A queda do Muro de Berlim e o fim dos dois blocos representaram o início de sérios problemas. E o problema mais grave da América é que o resto do mundo pode hoje ver até que ponto o país ficou aquém das suas realizações. É difícil contestar algumas das críticas dirigidas aos EUA: irremediavelmente racistas, excessivamente ambivalentes em relação à pobreza e à violência, um lugar de armas por todo o lado e de policiamento brutal.
No entanto, esta também é uma nação que não é a Rússia ou a China, tanto quanto Trump pode ou quer que acreditemos. Em Moscou e Pequim, para começar, não seria possível protestar com esses números e com tanta veemência, mesmo que os objetivos dos protestos sejam confusos. Um rapper durante uma conferência de imprensa ou um líder de protesto falando com uma multidão de manifestantes em Minneapolis parece oradores mais habilidosos, poderosos e eloqüentes do que quase todos os políticos europeus que consigo imaginar.
O mesmo não se pode dizer do presidente dos EUA ou do candidato democrático que deseja substituí-lo.
Quem está sem pecado
Deve ser dito que embora haja um racismo evidente na América, preconceitos subtis, profundos e generalizados permanecem na Europa. Os fracassos da Europa podem ser menos óbvios, mas não menos prevalecentes.

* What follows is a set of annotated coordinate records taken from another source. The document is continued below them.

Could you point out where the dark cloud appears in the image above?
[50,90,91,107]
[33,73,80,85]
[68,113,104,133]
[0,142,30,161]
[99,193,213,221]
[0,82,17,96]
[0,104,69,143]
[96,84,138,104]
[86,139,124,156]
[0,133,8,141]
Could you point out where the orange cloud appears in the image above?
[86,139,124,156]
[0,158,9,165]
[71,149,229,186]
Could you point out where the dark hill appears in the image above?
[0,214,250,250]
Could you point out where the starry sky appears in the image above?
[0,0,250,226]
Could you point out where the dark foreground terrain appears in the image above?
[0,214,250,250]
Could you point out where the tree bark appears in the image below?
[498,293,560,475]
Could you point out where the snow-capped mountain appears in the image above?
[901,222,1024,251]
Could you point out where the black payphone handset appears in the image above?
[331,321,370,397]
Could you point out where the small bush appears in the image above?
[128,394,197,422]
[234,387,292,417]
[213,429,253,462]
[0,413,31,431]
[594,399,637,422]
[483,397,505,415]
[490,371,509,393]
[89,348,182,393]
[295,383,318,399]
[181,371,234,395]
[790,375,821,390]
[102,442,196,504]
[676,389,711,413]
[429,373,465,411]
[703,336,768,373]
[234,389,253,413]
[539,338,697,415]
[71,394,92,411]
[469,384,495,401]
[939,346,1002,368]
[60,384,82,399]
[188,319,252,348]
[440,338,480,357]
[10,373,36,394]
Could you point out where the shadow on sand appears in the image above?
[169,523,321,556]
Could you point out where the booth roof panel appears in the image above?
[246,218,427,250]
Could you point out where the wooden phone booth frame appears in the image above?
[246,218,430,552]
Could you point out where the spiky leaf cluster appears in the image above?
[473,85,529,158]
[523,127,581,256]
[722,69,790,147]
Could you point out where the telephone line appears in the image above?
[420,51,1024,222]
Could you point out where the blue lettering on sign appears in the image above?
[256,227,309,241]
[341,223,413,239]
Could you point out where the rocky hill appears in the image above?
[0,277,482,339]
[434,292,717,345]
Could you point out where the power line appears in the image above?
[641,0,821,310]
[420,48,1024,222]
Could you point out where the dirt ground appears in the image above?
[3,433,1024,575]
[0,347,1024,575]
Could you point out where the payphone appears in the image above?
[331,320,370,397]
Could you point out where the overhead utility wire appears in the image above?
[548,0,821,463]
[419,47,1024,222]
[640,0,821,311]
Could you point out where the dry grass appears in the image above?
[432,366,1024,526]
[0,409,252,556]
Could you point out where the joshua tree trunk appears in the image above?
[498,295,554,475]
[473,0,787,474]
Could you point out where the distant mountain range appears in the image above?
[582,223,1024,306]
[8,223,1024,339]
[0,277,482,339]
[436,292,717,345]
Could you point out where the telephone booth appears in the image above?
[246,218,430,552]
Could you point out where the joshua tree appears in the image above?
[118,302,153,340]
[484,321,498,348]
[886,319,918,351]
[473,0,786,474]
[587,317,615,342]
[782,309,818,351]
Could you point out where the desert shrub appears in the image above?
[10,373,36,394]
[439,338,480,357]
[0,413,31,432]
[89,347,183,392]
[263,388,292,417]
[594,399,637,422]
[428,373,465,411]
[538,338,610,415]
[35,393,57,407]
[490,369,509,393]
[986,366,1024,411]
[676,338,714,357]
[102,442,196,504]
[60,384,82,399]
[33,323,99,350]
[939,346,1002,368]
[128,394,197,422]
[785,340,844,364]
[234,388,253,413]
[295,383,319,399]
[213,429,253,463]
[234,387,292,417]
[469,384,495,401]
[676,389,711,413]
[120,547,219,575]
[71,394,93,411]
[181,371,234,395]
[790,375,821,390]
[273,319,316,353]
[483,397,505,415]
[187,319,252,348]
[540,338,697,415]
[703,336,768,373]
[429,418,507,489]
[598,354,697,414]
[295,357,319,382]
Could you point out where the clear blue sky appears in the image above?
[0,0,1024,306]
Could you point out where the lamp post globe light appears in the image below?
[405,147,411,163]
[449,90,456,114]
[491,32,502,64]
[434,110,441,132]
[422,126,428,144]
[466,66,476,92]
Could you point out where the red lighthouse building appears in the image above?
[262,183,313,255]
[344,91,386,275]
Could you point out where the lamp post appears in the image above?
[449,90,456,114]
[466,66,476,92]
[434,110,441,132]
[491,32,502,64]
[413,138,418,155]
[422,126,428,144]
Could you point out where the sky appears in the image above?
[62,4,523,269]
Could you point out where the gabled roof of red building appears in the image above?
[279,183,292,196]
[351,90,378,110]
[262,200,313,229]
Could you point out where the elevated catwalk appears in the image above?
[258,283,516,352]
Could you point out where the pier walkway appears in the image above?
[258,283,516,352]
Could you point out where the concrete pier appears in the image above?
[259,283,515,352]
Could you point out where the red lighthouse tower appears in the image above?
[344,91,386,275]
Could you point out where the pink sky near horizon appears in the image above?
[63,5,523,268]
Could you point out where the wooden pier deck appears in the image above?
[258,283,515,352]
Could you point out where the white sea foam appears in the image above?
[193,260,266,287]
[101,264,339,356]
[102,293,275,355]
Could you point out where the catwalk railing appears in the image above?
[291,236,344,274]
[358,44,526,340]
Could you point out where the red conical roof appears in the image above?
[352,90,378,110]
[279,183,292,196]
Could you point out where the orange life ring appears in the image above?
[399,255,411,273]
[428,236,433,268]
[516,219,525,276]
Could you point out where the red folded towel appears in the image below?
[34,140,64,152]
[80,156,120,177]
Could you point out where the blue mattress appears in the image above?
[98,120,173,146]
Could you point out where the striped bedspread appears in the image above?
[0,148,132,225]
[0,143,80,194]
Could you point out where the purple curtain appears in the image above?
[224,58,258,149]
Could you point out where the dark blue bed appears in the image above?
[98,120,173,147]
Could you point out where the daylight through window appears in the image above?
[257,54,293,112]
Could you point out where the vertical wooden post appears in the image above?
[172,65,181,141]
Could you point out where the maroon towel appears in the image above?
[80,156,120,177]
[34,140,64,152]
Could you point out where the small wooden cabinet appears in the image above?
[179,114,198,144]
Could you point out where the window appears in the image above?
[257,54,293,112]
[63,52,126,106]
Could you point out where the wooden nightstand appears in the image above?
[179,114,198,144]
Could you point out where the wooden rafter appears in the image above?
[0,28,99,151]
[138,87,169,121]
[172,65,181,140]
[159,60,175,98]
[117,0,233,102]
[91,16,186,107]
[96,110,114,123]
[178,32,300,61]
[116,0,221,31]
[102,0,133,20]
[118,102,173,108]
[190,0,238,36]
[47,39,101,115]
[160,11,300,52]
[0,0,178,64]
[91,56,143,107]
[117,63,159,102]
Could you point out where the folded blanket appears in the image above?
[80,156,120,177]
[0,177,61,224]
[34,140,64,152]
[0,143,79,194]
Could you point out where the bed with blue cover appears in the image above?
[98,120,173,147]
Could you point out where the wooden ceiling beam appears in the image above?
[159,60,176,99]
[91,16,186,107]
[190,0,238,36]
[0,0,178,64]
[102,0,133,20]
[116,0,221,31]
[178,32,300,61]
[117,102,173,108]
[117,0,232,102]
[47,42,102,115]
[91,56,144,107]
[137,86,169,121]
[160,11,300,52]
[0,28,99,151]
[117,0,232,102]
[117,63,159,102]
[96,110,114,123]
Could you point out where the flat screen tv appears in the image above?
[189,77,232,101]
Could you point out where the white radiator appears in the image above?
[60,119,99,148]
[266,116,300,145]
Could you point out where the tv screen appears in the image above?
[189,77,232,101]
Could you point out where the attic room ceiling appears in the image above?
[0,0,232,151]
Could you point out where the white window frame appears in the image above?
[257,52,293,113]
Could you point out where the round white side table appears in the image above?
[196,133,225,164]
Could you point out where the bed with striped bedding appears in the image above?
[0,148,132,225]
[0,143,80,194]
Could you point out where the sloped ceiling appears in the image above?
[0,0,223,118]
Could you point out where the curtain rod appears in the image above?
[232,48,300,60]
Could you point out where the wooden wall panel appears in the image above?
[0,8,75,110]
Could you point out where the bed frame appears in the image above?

Existem maiores oportunidades para o sucesso e o avanço das minorias negras e étnicas na Europa?
Basta olhar para a composição do Parlamento Europeu (ou qualquer ponto de venda, escritório de advocacia ou conselho de administração) para entender.
Nos Estados Unidos, convenhamos, o mundo se vê, mas de uma forma extrema: mais violenta e livre, rica e reprimida, bonita e feia. A verdade é que não gostamos do que vemos quando olhamos para os EUA porque nos vemos.